The art style of this manhua is unique and is definitely appealing to young girls or anyone who enjoys the fashion industry. There’s quite a bit of dialogue, some of it complex, so advanced learners can benefit the most from this manhua.
火鳳燎原 (huǒ fèng liáo yuán) — “The Ravages of Time”
Where to read it: Read “The Ravages of Time” in hanzi at ManHuaGui and in English at MangaHasu.
This manhua is a modern adaptation of the 14th-century epic 三国演义 (Sānguó Yǎnyì) — “The Romance of the Three Kingdoms.” This series is packed with warfare, politics, military tactics and ultra-dramatic storytelling.
Because of the complex storytelling and extensive dialogue, this manhua would benefit advanced Chinese learners the best.
Keep in mind that this manhua is a crazy long read that spans nearly 500 chapters!
斗罗大陆 (dòu luō dà lù) — “Combat Continent”
Where to read it: Read “Combat Continent” in Chinese at u17.com and in English at Manga Rock.
This manhua is another action-packed read with more of a focus on martial arts and storytelling.
In “Combat Continent,” a young fighter betrays a famous martial arts sect and attempts suicide by jumping from “Hell’s Peak.” But that’s only the beginning of this ultra-surreal story.
The dialogue of this series is easy to read, so all types of Chinese learners can enjoy “Combat Continent.”
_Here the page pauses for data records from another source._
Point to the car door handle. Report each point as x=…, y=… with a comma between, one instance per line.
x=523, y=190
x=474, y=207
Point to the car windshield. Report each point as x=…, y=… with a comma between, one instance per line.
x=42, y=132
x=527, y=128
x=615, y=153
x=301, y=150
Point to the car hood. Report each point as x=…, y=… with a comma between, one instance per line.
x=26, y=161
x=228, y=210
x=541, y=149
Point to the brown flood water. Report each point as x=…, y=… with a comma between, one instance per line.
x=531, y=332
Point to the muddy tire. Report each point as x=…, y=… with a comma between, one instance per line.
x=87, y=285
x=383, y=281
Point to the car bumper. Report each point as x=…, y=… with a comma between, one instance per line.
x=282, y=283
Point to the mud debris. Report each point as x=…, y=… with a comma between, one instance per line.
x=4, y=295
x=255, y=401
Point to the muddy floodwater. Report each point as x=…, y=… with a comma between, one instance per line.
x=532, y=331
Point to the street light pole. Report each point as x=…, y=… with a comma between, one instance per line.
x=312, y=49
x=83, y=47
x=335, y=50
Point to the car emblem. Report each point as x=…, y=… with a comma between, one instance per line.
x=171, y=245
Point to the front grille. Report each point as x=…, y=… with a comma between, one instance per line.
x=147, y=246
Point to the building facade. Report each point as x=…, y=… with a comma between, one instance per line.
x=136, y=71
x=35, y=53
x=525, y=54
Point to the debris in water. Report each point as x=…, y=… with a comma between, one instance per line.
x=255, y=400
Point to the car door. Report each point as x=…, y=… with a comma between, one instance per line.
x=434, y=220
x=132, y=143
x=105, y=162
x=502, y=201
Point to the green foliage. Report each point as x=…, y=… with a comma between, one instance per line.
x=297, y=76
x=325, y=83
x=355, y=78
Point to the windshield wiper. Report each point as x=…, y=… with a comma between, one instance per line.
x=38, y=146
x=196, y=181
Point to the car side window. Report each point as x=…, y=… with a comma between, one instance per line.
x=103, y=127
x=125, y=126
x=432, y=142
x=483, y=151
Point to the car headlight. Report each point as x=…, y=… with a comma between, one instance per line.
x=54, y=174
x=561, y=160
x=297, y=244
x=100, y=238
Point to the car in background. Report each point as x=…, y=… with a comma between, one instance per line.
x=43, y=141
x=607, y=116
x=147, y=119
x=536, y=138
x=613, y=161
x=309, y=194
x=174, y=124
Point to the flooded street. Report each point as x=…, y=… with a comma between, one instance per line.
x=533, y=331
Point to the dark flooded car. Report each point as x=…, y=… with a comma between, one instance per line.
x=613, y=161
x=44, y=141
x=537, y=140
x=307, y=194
Now that you have a decent library of manhua to read, you can begin your journey of improving your Chinese fluency right from the comfort of your couch. Don’t forget your 笔记本 (bǐ jì běn) — notebook and 字典 (zì diǎn) — dictionary!
If you benefit from this combined text/visual approach to learning, you’d probably also do well to check out authentic video content in Chinese, in particular if you can find videos with subtitles.
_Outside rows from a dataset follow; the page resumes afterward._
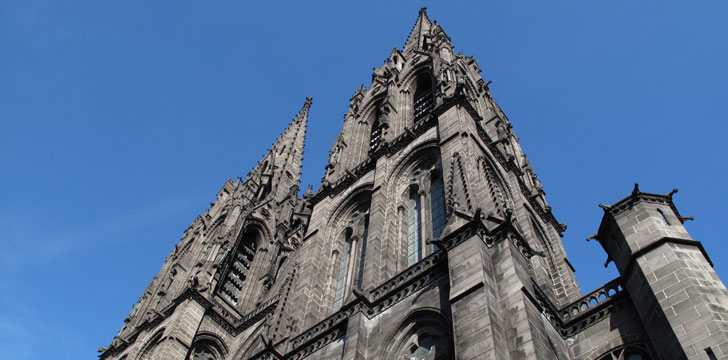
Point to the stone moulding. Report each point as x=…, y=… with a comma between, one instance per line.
x=215, y=311
x=582, y=313
x=370, y=304
x=392, y=147
x=545, y=214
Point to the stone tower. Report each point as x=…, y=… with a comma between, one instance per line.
x=429, y=238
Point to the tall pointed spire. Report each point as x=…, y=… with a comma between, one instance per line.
x=280, y=167
x=422, y=26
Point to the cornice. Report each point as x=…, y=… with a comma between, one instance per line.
x=392, y=147
x=218, y=314
x=582, y=313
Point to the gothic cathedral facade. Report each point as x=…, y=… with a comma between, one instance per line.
x=429, y=238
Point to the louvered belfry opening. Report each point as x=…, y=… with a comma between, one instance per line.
x=423, y=99
x=240, y=266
One place you can find authentic videos in Chinese is FluentU, a language learning program that teaches Mandarin using short clips with subtitle options in pinyin, Chinese characters and English. These videos include everything from news clips to cartoons, and like manga they can give you a helpful and engaging visual context alongside text.
Authentic Chinese videos have the added benefit of helping you work on listening and pronunciation skills.
And, as with manga, videos give you exposure to Chinese culture through engaging stories and dialog.
Keep in mind that many of the Chinese comics above are quick reads, so you may find yourself wanting to increase your collection pretty quickly. Like Japanese manga, these books are addictive!
So get out there and start reading. Enjoy!